В Казани, татарском городе на Волге, существует артель нищих, чья история восходит к временам взятия Казани Иваном IV; они известны по всей России как «Kazanskia Sieroty». Хоть они и мусульмане, но попрошайничают «Христа ради». Они выпрашивают подаяние даже у других нищих, если только те не состоят в их организации, и любого, кто не принадлежит к числу «Сирот», считают своей добычей. Их можно сравнить лишь с бродягами, которые побираются в Самарской и Саратовской губерниях, а также с теми, что населяют пятнадцать деревень в окрестностях Саранска и Инсарска в Пензенской губернии. Последние официально записаны крестьянами и разделены на организованные нищенские корпорации; они называют себя «Kalousni», что происходит от их жаргонного слова kality, означающего «снимать урожай» или, в их понимании, «просить подаяние». В Москве, с другой стороны, общее диалектное обозначение для нищих - «Zvonary», происходит оно от zvonit, что также означает «просить милостыню».
Kalousni или «Жнецы» отправляются попрошайничать сразу после окончания жатвы. Все способные передвигаться, за исключением самых старых и молодых, уезжают в телегах «на работу», как это у них называется. Те, у кого нет слепых или увечных детей, нанимают их в соседних деревнях. Центром этого промысла является деревня Акшенас, куда крестьяне посылают на продажу своих калечных детей. В деревне Галицино, в Пензенской губернии, на триста дворов имеется пятьсот нищенствующих крестьян; в деревне Акшенас со ста двадцатью дворами лишь четверо жителей не принадлежат к «Жнецам», тогда как в Ермаково, ещё одном местном селении, все обитатели поголовно отправляются kalit (попрошайничать). Возвращение этих ватаг домой отмечается пиршествами и оргиями. Главный их праздник устраивается в Михайлов день, 8 ноября, и в этот день они тратят всё собранное до копейки. Следующая поездка совершается зимой, возвращаются они к Великому посту.

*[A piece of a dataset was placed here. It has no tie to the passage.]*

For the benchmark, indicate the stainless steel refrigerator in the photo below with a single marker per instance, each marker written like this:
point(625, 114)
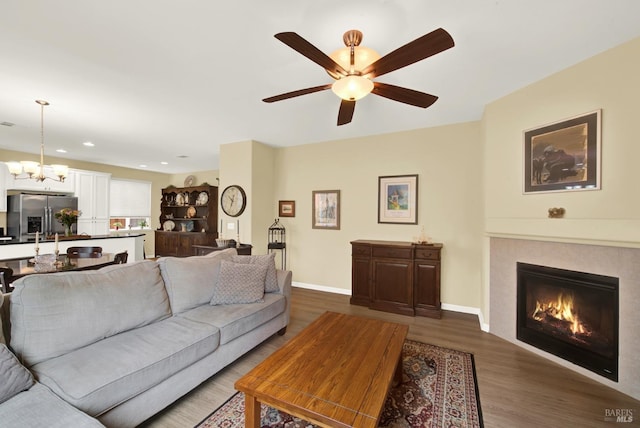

В третий раз они возвращаются домой к Троицыному дню.
via paceka_pavlova:
2014-11-19 07:07 (UTC)
ничего не изменилось за столько лет
hnovckiy:
2014-11-19 07:09 (UTC)
их философия -тунеядство.
Региман Бостеро:
2014-11-19 07:16 (UTC)
Оебунеть столько читать про бомжей, все понятно из абзаца, который до подката- есть просто нищета, есть нищета экплоатурующая религиозные чувства, быть вторым выгодней.
greenbat:
2014-11-19 07:29 (UTC)
Спасибо, исключительно интересно.
bneheg:
2014-11-19 07:32 (UTC)
Все бляха одинаковые, на всех какие то драные снайперские костюмы "гхили" , кто там горюн, кто крест- непонятно, у всех усталые опытные умные лица с печатью знания сермяжной правды и все с этими лицами производят какие нибудь абсолютно идиотские поступки..
marinta:
2014-11-19 07:41 (UTC)
Очень интересно, спасибо!
st_ooped:
2014-11-19 07:47 (UTC)
Да здравствует социалка и дешевые антидепрессанты!
vandersh:
2014-11-19 07:56 (UTC)
Вот это журналист! Вот это этнографическая экспедиция! Очень интересно! Спасибо
Региман Бостеро:
2014-11-19 08:08 (UTC)
Кстати, Вы не в курсе почему Татяныч решил сбежать? Неужто решили привлеч за моженничество?
kuzzdra:
2014-11-19 07:56 (UTC)
Россия, которую мы потеряли, чо.
photobus:
2014-11-19 08:02 (UTC)
В фразеологизм "сирота казанская" жив и поныне!
4ad0:
2014-11-19 08:15 (UTC)
я тоже порадовалась, что теперь это словосочетание наполнилось для меня смыслом.
Интересная статья. Правда, после нее у меня ощущение, что вся Россия бродяжничала поголовно.